Po raz pierwszy nietypowe dolegliwości spowodowane prawdopodobnie "atakami akustycznymi" amerykańscy dyplomaci zgłosili w 2016 roku na Kubie. Od tego czasu do takich incydentów dochodziło także w innych krajach, szacuje się że ucierpiało w nich ok. 40 urzędników. Większość przypadków dotyczy pracowników Departamentu Stanu lub CIA, którzy uskarżali się na zawroty głowy i bezsenność.

Tym razem istnieje podejrzenie, że ataki miały miejsce na terytorium USA - informuje CNN. Jeden z nich w pobliżu Białego Domu, którego ofiarą padł członek Narodowej Rady Bezpieczeństwa. Drugi w 2019 roku w Wirginii na przedmieściach Waszyngtonu, gdy urzędniczka Białego Domu wyprowadzała psa.

CNN podaje, że Pentagon na początku kwietnia o incydentach w aglomeracji Waszyngtonu powiadomił niektórych członków Senatu i Izby Reprezentantów. Zdaniem ministerstwa obrony USA za atakami może stać Rosja.

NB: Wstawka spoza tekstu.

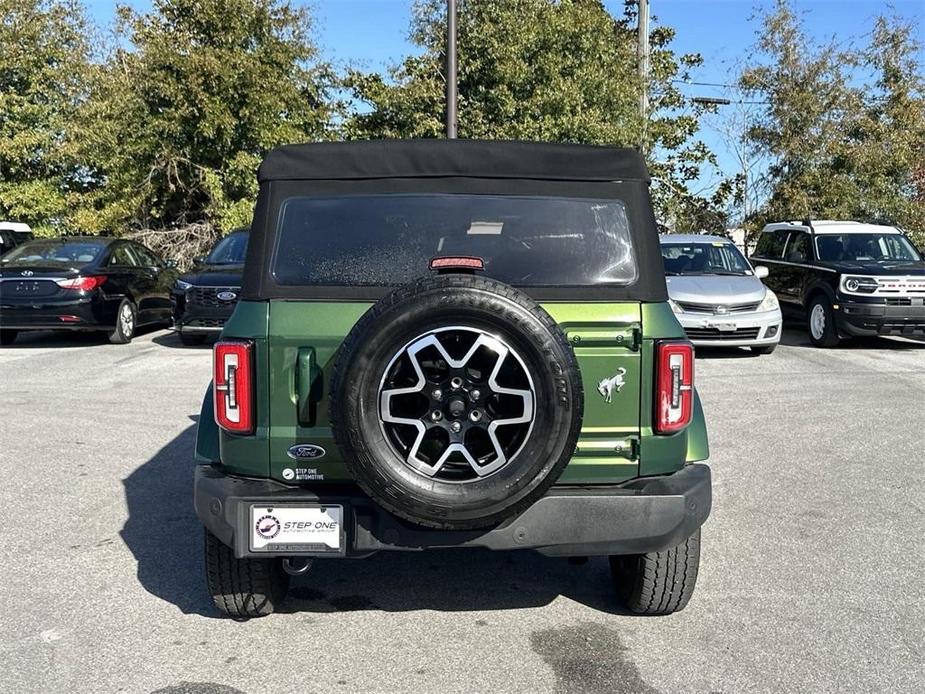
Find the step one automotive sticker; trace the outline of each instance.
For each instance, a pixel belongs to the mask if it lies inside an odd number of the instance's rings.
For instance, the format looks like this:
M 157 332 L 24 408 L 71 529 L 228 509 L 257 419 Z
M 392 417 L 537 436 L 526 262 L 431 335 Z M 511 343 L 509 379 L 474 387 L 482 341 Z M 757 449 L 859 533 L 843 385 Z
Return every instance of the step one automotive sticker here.
M 287 467 L 283 469 L 283 479 L 288 482 L 320 482 L 324 479 L 324 473 L 313 467 Z

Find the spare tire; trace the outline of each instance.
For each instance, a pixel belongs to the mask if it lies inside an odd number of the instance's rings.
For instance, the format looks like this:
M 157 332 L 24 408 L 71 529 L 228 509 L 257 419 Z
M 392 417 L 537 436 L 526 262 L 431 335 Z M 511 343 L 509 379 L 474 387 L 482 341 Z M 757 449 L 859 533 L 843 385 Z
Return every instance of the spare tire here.
M 517 515 L 575 450 L 584 398 L 559 326 L 523 292 L 437 275 L 371 307 L 334 366 L 347 468 L 396 516 L 471 529 Z

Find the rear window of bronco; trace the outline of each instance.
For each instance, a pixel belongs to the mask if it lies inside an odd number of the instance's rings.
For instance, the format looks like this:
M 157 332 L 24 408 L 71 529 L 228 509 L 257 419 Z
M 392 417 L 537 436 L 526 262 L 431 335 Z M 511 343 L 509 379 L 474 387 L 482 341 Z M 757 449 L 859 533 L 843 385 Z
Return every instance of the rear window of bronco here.
M 455 255 L 516 286 L 626 285 L 638 273 L 620 200 L 461 194 L 289 198 L 272 272 L 290 286 L 398 285 Z

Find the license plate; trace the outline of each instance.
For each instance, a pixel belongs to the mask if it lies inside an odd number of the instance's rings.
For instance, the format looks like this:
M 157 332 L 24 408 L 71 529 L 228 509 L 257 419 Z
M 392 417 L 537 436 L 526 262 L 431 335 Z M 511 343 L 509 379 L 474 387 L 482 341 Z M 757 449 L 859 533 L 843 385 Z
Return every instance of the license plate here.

"Biały Dom ściśle współpracuje z ministerstwami i agencjami, by zająć się niewyjaśnionymi incydentami zdrowotnymi i zapewnić bezpieczeństwo Amerykanom służącym na całym świecie" - przekazał portalowi The Hill rzecznik Białego Domu. Dodał, że "zgłoszone incydenty nadal są oceniane", a "obecnie nie możemy podać ani potwierdzić konkretnych szczegółów".

Reklama

Do wspierania osób, które mogły zostać dotknięte takim atakiem CIA powołała specjalną grupę zadaniową. Jej działanie nadzorowane jest przez Departament Stanu.